The above test did not segment based on tag. For the next test, I narrowed to the photography
tag:
Predicting the following payouts will rise by:
0 SBD: https://steemit.com/life/@gardenofeden/full-moon-community-gathering-photo-album-from-the-dhyana-yoga-center-please-join-us-at-the-next-event-on-january-28th
0 SBD: https://steemit.com/photography/@ejhaasteem/devil-horns-on-small-creatures
0 SBD: https://steemit.com/art/@marius19/decoration-origami
0 SBD: https://steemit.com/aceh/@keuudeip/they-sold-this-handmade-in-their-traditional-market-a-vote-for-cultural-diversity
0 SBD: https://steemit.com/nature/@mynameisbrian/good-morning-agouti
0 SBD: https://steemit.com/photography/@fibra59/morning-fishing-greeting
0 SBD: https://steemit.com/photography/@abdullar/flowers-at-night-photos
0 SBD: https://steemit.com/photography/@foreman/green-leaf-sprinkled-with-snow
3 SBD: https://steemit.com/steemitphotochallenge/@germanaure/steemitphotochallenge-25-entry-2-me-and-my-problems
4 SBD: https://steemit.com/steemitphotochallenge/@knight-angel/steemitphotochallenge-25-entry-no2-plasticine-rock
16 SBD: https://steemit.com/photography/@dman57/notocactus-otto-blossomed
16 SBD: https://steemit.com/photography/@xntryk1/swapmeet-finds-644
17 SBD: https://steemit.com/photography/@julia-steemit/rainbow-bright
17 SBD: https://steemit.com/steemitphotochallenge/@roma-nt/steemitphotochallenge-25-balalaika
17 SBD: https://steemit.com/photography/@apolymask/i-finally-got-to-100-subscribers-on-youtube
17 SBD: https://steemit.com/funny/@singapasee/the-grasshopper-stories-2017116t2953477z
17 SBD: https://steemit.com/food/@abudar/delights-and-benefits-of-snail-dongdong
17 SBD: https://steemit.com/photography/@dman57/icicles
19 SBD: https://steemit.com/photography/@kalemandra/purrfect-colorsplash-cat-eyes
The above results were a little less uniform than the tag indifferent result. They initially ranged from less than a dollar to $15. Their timeframes were also less uniform, ranging 23 hours left to only 16 hours left.

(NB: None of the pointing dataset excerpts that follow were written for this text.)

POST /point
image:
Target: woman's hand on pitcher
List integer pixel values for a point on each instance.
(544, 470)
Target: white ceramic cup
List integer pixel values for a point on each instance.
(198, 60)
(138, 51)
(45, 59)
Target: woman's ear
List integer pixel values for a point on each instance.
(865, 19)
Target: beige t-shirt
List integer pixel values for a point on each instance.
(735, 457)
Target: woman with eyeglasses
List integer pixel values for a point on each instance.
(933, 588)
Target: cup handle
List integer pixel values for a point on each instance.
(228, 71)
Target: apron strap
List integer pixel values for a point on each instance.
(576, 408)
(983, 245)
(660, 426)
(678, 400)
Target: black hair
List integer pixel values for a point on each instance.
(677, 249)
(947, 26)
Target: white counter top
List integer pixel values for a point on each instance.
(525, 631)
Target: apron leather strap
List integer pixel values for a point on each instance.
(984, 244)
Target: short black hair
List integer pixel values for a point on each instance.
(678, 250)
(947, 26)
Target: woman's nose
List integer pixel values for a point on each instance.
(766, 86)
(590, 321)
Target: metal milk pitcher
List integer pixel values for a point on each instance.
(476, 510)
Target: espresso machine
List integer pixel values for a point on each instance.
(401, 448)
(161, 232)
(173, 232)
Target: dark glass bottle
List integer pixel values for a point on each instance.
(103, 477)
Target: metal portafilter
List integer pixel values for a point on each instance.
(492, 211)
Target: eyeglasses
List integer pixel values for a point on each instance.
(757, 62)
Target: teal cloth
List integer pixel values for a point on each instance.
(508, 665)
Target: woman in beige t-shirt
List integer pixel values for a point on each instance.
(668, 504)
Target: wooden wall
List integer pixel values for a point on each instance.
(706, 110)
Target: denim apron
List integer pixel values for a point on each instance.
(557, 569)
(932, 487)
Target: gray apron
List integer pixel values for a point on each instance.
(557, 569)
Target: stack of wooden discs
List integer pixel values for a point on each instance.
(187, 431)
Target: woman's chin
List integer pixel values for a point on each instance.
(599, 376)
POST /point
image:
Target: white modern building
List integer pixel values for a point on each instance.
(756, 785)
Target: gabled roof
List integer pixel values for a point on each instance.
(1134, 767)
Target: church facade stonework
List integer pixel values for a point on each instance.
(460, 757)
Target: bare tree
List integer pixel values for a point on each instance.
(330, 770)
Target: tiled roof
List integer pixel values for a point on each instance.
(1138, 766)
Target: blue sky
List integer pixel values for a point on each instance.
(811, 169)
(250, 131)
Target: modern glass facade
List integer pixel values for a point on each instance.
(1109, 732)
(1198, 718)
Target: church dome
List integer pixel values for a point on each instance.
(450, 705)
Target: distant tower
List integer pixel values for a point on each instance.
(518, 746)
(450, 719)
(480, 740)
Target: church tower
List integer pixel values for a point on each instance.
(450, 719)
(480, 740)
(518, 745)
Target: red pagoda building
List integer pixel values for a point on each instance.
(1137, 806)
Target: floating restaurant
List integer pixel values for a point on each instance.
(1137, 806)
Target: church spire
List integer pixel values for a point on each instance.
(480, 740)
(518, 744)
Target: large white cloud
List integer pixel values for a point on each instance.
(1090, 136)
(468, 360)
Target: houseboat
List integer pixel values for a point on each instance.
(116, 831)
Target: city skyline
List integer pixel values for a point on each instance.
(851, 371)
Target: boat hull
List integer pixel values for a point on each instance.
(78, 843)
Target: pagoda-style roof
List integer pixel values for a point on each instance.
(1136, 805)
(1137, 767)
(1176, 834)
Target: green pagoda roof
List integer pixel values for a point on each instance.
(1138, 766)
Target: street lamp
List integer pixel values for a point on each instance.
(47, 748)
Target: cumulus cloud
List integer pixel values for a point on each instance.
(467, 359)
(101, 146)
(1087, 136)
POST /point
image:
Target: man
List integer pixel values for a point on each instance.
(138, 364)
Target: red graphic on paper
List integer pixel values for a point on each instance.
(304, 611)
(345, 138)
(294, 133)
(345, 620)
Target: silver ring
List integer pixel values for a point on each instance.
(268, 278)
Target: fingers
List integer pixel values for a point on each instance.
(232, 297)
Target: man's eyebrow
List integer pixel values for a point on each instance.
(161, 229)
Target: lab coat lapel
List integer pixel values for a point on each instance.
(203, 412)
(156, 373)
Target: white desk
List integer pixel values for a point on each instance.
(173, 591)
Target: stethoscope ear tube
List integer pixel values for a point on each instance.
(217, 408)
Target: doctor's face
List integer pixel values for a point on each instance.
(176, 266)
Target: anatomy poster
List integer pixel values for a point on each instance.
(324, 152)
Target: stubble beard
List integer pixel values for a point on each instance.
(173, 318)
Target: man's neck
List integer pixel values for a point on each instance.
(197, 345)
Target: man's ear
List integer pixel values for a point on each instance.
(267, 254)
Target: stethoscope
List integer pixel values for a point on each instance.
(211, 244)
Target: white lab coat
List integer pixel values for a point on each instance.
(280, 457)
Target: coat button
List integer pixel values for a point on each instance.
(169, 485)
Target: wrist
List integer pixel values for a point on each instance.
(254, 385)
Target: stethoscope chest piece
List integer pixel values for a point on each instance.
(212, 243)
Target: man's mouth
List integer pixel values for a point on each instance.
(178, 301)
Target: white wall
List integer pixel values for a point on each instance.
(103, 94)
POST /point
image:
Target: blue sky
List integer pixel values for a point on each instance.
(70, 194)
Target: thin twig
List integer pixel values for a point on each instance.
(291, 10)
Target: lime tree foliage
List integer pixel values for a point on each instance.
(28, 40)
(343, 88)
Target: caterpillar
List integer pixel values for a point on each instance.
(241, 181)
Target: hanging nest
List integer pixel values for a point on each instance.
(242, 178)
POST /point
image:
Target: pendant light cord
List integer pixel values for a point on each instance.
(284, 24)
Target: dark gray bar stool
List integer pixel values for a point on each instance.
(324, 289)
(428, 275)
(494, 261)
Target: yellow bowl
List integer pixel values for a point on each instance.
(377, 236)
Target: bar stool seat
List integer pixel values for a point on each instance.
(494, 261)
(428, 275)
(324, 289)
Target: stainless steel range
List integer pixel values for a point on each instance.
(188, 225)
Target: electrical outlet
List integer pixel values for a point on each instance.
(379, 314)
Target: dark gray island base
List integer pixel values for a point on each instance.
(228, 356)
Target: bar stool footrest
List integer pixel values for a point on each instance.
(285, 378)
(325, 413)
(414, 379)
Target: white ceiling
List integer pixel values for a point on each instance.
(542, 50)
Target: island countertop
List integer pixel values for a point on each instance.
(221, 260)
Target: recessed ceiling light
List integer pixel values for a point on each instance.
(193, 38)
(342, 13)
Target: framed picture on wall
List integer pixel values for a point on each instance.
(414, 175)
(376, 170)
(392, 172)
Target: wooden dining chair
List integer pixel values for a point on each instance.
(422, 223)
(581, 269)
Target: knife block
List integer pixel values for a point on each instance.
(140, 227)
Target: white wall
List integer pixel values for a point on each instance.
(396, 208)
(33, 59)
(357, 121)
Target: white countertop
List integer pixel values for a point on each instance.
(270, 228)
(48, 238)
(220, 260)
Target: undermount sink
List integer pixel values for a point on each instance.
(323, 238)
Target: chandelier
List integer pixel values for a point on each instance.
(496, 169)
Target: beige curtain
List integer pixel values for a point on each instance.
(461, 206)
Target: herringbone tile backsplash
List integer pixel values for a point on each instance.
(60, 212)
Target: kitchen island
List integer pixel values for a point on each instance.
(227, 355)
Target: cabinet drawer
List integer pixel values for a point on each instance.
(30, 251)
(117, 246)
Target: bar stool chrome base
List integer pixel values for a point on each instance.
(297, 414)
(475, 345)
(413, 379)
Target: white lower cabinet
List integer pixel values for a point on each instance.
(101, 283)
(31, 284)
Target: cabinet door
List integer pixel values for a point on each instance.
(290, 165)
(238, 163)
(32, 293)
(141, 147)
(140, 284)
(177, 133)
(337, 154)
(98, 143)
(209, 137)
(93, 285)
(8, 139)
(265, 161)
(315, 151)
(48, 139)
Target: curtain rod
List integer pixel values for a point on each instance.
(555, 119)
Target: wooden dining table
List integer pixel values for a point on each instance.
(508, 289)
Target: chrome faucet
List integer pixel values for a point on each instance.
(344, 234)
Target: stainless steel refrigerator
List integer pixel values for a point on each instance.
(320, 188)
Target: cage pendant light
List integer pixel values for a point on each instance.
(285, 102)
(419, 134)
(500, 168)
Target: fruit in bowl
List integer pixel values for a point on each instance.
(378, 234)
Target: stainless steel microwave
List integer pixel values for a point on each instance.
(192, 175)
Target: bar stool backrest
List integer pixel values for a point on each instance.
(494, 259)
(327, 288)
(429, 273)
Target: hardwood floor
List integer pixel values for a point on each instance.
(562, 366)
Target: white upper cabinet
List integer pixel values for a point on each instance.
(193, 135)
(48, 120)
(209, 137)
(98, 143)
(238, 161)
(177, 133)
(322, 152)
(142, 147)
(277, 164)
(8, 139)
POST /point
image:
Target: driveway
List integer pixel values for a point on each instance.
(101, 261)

This makes sense because tag indifferent results track more activity and more of a timeframe is included here.
In terms of accuracy, 8 predictions out of 19 were correct. But while the ones that had a prediction of zero increased payout and these 8 were accurate by this criteria, it was a somewhat useless kind of accuracy.
However, 4 of those 8 actually had a non-zero payout, so that's a success. It seems like using a tag for this script is indicated, so further testing should probably include a tag.
Conclusion
- Is it just the same as luck or can ID3 actually predict the final payout? - On its face, I think the results might be worse than luck.
- Do we consider zero payout as "accurate" when the prediction is zero like the four we see in the second sample? - Actually, this is where the script seems to be better than chance, so our methodology might benefit from a few tweaks to improve this.
- Should we cherry-pick the initial prediction to only consider articles with 9 votes at 30 minutes? - I think this should be explored.
If these results are an indication, it seems like this analysis is more useful when we narrow the search by tag. Based on these results, I think it's worth continued tests.